Indian designer duo ‘made over 300 outfits’ in a span of two years for ‘Heeramandi’
Designer duo Rimple and Harpreet Narula, renowned for their exquisite creations, have once again embarked on a sartorial journey with filmmaker Sanjay Leela Bhansali. After their remarkable collaboration on the 2018 magnum opus Padmaavat, where they crafted awe-inspiring costumes for the lead cast, the duo has now lent their talent to Bhansali's debut series, Heeramandi: The Diamond Bazaar.
Delving into the rich history of courtesans of pre-partition India, the designers meticulously crafted over 300 breathtaking ensembles for the series. The vibrant landscapes of undivided Punjab with a focal point on Lahore, in particular, inspired the duo who immersed themselves in extensive research to encapsulate the essence of the era.
Talking to IANS, Harpreet reflected on the project's significance and shared his personal connection to the historical backdrop and location: “It's set in pre-partition India, specifically in the undivided Punjab region, with a focus on Lahore.
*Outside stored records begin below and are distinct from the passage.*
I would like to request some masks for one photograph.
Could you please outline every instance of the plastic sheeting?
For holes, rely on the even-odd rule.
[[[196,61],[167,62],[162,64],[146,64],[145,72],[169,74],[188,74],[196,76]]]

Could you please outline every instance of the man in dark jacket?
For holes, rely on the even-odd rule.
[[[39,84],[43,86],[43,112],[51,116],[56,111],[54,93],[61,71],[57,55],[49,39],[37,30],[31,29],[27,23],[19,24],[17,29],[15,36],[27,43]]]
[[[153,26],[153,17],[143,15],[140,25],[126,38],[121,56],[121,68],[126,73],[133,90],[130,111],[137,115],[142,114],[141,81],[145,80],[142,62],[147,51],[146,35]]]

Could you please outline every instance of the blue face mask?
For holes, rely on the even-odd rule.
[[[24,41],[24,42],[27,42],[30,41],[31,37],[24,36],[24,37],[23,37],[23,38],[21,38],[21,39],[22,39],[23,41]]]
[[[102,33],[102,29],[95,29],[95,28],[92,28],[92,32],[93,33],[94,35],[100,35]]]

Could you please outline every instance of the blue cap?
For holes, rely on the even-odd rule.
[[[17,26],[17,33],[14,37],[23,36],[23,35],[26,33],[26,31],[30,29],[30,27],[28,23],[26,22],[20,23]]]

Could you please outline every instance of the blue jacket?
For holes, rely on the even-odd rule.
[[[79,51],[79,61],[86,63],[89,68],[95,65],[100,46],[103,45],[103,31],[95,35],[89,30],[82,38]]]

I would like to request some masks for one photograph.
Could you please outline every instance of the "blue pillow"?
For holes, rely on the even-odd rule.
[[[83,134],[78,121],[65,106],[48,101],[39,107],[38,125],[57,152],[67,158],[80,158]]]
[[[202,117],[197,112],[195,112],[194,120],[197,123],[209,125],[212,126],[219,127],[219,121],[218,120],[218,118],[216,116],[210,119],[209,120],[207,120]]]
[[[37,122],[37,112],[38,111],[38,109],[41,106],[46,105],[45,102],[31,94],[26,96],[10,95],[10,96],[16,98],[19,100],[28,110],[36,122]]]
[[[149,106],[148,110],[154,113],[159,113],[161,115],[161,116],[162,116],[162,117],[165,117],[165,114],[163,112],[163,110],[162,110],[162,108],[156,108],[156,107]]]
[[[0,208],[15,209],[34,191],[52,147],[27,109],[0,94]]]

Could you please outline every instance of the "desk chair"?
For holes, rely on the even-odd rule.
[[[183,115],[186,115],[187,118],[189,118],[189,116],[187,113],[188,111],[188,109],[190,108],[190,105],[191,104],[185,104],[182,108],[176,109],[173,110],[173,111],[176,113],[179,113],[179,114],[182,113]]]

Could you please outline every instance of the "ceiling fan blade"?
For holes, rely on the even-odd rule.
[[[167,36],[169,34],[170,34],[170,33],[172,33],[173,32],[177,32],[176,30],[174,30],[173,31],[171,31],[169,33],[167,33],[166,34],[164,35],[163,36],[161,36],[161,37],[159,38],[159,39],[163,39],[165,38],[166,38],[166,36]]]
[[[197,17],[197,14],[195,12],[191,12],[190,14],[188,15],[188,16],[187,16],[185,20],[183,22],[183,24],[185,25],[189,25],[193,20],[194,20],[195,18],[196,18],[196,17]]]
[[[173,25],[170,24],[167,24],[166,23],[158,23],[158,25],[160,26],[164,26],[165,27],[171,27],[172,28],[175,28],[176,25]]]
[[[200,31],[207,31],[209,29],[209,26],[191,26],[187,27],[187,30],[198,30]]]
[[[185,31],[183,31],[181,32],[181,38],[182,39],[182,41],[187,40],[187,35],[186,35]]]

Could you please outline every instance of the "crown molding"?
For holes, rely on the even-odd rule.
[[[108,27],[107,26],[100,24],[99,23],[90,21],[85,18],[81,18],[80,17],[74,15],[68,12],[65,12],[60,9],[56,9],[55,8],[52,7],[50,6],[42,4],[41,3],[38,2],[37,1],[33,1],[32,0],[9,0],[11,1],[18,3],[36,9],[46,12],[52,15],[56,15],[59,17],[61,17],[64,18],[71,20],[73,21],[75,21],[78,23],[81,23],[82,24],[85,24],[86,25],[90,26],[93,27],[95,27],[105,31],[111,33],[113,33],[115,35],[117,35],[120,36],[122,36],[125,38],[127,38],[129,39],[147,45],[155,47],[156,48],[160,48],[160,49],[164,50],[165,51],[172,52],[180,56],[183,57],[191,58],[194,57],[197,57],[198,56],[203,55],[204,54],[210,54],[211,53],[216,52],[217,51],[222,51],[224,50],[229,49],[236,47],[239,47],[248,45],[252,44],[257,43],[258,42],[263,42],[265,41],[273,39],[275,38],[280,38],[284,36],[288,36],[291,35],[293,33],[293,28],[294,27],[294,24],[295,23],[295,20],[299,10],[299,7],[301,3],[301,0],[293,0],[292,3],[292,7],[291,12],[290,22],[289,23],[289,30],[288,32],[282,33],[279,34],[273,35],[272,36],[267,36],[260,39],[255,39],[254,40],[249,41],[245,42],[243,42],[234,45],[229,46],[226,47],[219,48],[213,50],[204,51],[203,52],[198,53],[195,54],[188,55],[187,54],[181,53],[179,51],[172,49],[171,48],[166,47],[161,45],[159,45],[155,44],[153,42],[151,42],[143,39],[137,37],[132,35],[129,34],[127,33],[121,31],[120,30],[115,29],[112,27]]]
This resonates deeply with us because my family comes from Gujranwala in Punjab, so I've grown up hearing stories about that time from my grandparents and aunts.”
He furthered on, “Even though we can't actually go there, exploring the fashion of past times is really interesting to me. While we've seen movies about courtesans from places like Lahore, Lucknow, and Kolkata, Heeramandi offers a fresh perspective on Lahore's culture that hasn't been seen much before.”
For Rimple and Harpreet, Heeramandi presented an opportunity to delve into the intricate nuances of fashion from a bygone era, offering a fresh perspective on Lahore's cultural heritage. “We have made over 300 outfits for the series in a span of two years,” Rimple added.
The duo's dedication and attention to detail resulted in an array of meticulously crafted outfits that authentically captured the essence of the 1940s northern belt of pre-partition India. Their creative process involved extensive research spanning from studying prominent personalities and films of the era to sourcing vintage textiles from various museums and regions worldwide.
Reflecting on their collaboration with the director, Rimple commented, “Every filmmaker has their own unique style, but Bhansali's cinema and aesthetic are exceptionally intricate and dreamlike.” Their previous collaboration on Padmaavat paved the way for a continued partnership, fueled by mutual admiration for each other's craft.
“Having collaborated with him before and stayed in touch since then, we always anticipated the day he would bring Heeramandi to life, as it had long been on his list of projects,” Harpreet remarked.
Despite the challenges posed by the scale and scope of the project, Rimple and Harpreet's passion for their artistry shone through, as they brought Bhansali's vision for Heeramandi to life through their stunning creations.
For the designer duo, working on the project is “a dream come true.” “The process of realising his vision is a cherished experience for us, as we delve into his creative mind, while still maintaining the artistic freedom that every artist deserves. Working on Heeramandi with him has been another valuable opportunity for exploration and collaboration,” Harpreet explained.